Have you checked what the UDP messages look like to another computer? I’ve not duplicated your code but I previously found that I got apparently jumbled messages when reading data on a Pi if I didn’t either fix the length or use a terminator. Here is a very simple python script (that works on a Pi) to see what is going on. This also illustrates the stream like behavior when receiving data.>

#!/usr/bin/python           # Python UDP client

import socket               # Import socket module

s = socket.socket()         # Create a socket object
host = "192.168.1.101"      # Get UDP server name - use your IP
port = 5204                 # Reserve a port for your service.- use your port


s.connect((host, port))
while True:
    datastr = ""
    while True:
        r = s.recv(16)
        text = r.decode("utf-8")
        print(text)
        i = text.find('\n')
        if i == -1:
            datastr += text
        else:
            datastr += text[:i+1]
            break
    print(datastr)
print ("...")

As you see in this case the server uses a newline symbol to mark the end of message. I have used a very small buffer just to illustrate how large messages don’t need large buffers.

1 Like

Yes, that is correct.

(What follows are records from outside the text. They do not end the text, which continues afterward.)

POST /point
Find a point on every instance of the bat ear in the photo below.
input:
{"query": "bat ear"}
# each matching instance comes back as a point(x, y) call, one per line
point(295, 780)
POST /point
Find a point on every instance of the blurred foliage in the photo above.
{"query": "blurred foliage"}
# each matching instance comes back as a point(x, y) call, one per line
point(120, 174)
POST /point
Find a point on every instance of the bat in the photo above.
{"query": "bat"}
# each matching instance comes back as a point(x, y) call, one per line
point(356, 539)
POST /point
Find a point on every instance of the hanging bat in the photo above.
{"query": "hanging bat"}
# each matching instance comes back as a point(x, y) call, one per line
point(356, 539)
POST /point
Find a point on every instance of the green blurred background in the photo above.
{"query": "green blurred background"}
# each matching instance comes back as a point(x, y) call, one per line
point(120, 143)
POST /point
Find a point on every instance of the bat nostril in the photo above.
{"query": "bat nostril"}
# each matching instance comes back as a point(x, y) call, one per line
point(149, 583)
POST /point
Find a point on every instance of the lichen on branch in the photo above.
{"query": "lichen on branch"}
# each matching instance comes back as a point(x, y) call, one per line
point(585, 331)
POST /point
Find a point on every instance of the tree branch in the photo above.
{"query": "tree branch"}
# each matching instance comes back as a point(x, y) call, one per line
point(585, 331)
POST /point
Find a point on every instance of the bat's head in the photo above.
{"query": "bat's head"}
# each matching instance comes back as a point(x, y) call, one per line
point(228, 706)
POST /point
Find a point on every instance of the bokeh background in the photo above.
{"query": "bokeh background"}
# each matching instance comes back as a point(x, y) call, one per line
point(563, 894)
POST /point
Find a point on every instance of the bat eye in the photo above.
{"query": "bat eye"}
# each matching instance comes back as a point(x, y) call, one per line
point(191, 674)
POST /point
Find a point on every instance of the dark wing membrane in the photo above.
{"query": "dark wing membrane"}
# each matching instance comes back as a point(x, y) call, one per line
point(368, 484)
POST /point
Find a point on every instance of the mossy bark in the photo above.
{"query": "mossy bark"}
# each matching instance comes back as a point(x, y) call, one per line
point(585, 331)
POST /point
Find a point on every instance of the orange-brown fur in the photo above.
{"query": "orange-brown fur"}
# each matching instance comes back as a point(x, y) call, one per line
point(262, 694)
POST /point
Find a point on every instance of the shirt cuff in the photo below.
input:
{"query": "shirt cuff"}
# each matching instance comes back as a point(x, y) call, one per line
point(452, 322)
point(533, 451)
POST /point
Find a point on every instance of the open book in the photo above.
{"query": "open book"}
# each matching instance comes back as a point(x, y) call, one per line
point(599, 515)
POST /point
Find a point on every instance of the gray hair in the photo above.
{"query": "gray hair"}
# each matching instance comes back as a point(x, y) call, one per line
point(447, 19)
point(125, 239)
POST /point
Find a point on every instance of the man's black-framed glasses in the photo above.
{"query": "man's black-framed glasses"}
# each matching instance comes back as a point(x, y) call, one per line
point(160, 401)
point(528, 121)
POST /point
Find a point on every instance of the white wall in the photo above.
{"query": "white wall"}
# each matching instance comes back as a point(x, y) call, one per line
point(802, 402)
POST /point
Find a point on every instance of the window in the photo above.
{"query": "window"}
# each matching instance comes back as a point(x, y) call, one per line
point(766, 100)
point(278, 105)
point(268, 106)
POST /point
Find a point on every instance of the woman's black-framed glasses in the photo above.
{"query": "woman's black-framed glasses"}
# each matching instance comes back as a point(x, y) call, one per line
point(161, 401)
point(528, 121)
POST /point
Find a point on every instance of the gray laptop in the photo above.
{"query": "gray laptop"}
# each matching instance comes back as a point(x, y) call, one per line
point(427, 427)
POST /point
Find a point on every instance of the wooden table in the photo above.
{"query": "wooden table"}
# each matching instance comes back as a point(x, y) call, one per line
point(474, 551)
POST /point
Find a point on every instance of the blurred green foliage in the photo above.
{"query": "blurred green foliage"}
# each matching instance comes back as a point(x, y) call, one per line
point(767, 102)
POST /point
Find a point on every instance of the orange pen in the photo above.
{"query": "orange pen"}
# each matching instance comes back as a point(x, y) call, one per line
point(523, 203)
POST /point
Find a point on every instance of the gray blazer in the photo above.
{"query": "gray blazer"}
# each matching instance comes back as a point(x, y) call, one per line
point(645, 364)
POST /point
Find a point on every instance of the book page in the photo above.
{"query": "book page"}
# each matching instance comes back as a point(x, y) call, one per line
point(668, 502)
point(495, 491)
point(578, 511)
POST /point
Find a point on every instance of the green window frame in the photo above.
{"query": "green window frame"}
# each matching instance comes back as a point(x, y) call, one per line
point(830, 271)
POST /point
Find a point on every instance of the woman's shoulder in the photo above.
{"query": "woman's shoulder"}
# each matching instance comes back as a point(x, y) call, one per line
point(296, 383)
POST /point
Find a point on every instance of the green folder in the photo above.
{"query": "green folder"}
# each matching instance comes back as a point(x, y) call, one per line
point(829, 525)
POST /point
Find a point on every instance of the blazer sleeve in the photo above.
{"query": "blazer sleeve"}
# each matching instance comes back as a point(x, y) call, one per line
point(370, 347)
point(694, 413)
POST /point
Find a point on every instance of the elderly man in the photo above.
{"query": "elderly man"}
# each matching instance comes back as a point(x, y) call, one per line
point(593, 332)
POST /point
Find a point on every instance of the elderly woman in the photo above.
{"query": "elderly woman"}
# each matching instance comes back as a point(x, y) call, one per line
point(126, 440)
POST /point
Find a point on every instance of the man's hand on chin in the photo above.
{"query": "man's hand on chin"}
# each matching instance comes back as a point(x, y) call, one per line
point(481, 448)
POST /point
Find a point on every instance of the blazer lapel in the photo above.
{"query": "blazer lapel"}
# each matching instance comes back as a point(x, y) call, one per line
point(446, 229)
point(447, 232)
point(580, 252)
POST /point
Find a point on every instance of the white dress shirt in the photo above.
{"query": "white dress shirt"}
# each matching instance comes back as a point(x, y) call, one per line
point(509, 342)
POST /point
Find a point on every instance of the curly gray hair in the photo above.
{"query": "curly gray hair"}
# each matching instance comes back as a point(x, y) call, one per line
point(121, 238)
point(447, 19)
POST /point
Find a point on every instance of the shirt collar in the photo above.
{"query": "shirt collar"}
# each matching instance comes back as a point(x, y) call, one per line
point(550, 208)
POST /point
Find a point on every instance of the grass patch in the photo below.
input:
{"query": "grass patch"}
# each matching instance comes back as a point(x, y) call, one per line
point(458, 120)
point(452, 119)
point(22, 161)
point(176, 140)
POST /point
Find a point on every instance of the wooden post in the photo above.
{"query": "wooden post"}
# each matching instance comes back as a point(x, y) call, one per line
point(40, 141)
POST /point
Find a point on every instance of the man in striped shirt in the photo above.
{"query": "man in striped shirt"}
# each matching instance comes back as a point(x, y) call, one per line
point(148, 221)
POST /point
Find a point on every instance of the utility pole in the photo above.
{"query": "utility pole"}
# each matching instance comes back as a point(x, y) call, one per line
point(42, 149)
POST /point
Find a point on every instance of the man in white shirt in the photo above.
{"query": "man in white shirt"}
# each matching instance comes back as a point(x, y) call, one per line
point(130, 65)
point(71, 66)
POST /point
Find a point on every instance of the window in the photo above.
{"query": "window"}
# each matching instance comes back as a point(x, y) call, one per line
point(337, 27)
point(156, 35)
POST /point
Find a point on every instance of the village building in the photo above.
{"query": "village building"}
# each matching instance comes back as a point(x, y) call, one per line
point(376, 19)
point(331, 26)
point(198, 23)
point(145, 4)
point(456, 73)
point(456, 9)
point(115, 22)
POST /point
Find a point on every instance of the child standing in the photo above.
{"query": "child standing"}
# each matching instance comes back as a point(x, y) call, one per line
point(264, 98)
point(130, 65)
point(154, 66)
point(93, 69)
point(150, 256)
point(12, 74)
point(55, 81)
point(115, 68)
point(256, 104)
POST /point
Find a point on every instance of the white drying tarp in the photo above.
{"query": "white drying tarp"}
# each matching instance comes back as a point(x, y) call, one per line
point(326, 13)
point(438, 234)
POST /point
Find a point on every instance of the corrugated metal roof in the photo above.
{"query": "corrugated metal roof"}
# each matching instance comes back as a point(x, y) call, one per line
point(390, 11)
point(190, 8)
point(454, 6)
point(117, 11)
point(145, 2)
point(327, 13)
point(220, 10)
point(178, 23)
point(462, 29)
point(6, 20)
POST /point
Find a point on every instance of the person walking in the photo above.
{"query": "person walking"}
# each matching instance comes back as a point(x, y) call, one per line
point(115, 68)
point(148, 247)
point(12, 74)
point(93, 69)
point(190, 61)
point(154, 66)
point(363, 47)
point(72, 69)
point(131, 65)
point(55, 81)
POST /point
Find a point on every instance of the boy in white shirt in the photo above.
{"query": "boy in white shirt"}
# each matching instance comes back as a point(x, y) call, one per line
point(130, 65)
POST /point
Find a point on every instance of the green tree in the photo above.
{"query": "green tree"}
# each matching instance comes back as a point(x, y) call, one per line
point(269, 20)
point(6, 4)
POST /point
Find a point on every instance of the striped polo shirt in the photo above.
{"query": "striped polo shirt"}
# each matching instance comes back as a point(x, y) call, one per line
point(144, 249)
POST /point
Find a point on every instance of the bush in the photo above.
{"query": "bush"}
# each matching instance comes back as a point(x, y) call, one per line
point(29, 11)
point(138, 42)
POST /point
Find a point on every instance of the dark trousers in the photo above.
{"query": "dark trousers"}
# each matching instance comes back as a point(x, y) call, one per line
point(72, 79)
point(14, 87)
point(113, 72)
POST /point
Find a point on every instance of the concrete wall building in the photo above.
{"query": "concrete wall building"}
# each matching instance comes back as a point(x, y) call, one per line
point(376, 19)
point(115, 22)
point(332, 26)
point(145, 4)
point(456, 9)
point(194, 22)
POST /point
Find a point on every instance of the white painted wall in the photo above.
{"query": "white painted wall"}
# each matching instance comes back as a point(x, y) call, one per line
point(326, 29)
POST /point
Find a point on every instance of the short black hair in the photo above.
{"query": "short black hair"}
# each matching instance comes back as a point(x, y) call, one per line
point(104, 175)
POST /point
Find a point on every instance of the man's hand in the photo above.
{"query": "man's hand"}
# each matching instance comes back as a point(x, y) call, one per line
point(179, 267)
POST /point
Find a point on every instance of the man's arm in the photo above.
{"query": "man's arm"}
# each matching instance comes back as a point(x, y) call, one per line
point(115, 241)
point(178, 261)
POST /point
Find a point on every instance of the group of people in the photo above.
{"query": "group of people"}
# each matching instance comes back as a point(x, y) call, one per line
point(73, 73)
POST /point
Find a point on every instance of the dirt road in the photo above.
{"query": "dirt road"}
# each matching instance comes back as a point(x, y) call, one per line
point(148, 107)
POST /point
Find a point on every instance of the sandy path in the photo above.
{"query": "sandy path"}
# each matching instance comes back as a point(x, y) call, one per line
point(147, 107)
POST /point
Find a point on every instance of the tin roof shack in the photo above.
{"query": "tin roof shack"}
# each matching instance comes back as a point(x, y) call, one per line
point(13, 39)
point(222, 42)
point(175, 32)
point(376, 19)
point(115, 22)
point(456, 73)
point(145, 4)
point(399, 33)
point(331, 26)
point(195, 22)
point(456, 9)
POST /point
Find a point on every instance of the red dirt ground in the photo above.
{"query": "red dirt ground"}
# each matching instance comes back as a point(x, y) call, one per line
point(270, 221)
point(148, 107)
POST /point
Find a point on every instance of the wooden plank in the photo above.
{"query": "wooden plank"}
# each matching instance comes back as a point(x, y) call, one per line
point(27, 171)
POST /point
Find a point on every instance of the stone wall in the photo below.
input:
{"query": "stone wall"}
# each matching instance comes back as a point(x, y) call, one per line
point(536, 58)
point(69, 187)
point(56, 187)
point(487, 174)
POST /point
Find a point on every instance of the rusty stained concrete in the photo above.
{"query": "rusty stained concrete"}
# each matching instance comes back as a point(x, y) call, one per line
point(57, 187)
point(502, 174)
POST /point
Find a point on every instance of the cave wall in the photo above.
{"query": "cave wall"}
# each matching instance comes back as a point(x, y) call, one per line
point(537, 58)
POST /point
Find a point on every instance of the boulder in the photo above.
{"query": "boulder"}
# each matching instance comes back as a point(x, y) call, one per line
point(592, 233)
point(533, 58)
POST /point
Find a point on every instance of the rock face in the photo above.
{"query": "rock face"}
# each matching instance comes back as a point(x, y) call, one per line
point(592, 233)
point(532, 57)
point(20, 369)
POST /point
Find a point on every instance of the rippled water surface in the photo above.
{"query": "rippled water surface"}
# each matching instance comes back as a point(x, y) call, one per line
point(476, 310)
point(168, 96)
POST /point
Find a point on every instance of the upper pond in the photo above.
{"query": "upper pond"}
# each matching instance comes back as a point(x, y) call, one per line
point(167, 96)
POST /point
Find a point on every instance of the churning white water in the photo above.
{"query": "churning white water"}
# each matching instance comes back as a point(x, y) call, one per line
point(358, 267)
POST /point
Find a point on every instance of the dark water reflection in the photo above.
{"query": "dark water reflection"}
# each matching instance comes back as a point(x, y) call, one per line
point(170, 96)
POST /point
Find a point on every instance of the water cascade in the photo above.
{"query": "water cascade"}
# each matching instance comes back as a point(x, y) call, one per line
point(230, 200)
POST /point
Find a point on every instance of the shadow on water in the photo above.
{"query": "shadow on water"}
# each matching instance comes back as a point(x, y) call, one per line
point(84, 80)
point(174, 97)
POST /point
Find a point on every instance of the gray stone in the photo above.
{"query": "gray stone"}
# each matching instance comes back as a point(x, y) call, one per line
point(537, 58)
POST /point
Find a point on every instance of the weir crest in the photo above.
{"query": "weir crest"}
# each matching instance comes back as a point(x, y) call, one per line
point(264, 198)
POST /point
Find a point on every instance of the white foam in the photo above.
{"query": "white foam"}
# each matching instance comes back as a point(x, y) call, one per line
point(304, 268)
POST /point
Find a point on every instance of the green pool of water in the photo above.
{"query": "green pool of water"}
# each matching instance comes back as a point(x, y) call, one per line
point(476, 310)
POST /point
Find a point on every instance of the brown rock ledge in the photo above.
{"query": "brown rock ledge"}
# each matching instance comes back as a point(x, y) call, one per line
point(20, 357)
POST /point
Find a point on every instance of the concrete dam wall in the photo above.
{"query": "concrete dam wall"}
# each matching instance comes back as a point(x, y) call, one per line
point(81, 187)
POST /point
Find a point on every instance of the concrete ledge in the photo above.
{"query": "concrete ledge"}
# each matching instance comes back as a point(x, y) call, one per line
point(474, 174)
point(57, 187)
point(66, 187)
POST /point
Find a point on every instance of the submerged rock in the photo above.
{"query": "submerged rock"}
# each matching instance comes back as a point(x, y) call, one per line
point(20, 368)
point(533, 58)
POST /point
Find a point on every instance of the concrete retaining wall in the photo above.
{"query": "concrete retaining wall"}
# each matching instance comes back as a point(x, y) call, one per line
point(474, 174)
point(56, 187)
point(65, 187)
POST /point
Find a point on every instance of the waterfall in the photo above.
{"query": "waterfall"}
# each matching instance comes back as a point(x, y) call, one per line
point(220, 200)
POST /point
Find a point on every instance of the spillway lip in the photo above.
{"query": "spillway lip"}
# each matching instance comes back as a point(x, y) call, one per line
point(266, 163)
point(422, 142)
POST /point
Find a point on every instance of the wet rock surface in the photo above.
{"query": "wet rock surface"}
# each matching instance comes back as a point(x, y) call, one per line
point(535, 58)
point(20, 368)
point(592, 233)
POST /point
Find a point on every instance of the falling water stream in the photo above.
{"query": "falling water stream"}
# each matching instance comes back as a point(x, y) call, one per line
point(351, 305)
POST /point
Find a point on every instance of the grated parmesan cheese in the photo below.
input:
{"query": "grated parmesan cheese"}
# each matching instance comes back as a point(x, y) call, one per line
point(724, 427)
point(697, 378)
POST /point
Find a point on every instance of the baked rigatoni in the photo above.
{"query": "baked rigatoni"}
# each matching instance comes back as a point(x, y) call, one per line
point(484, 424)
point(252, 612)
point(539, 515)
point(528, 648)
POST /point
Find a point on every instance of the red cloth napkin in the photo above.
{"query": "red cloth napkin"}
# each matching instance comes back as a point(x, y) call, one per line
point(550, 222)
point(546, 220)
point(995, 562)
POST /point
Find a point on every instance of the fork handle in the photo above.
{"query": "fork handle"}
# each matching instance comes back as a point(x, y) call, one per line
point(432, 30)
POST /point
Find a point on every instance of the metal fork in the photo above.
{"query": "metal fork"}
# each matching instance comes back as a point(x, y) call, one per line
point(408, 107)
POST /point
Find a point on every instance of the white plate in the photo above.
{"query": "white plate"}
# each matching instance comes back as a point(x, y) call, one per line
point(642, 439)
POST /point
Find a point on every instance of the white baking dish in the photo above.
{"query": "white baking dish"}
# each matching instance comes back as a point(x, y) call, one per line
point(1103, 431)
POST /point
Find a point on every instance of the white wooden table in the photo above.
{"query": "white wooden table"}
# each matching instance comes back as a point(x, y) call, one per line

The checksum (which we don't see on Spark) is optional--you send zero to indicate no checksum and if you are using checksums and it comes out to zero, you send all 1's instead which is treated as the same value in the ring the checksum is computed in.

Port multiplexing is the primary feature and can indeed be the only feature of UDP.

That is also good advice to try Python on another computer.

bko, phec, I love being somewhat quasi-correct :open_mouth: . Thanks for the ongoing education with your posts cause one can never know enough (or too little!) :smile:

@phec : I’m not as familiar with Python as I am with C but I read at https://docs.python.org/2/library/socket.html that the Python socket() is a direct implementation on top of BSD sockets with which I am very familiar. Your Python example is not of UDP datagrams. I see by the same reference that because you don’t specify a type argument to the socket() call that your program creates a SOCK_STREAM connection, not a SOCK_DGRAM socket. In BSD sockets (and therefore in Unix sockets generally and Python specifically and therefore in Microsoft sockets which is based on BSD sockets and therefore etc etc etc everywhere) SOCK_STREAM implies TCP and SOCK_DGRAM implies UDP. Your example is TCP, not UDP. Your program exhibits streaming for that reason. And is not relevant to this discussion, also therefore.

@bko : You suggest a workaround. But my code snippet is much simplified from a real world example - the packets in my real world example are neither all 3 bytes nor (more importantly) are they under my control. They are broadcast UDP packets which are of variable length and have no end of packet markers nor do they have length counters because this is UDP so datagrams arrive in their entirety or not at all and they are never concatenated together. There will be no easy workaround. But the issue is not one of workarounds: My aim was to make the problem with Spark UDP known: It is broken in that one read does not return exactly one (or zero) datagrams.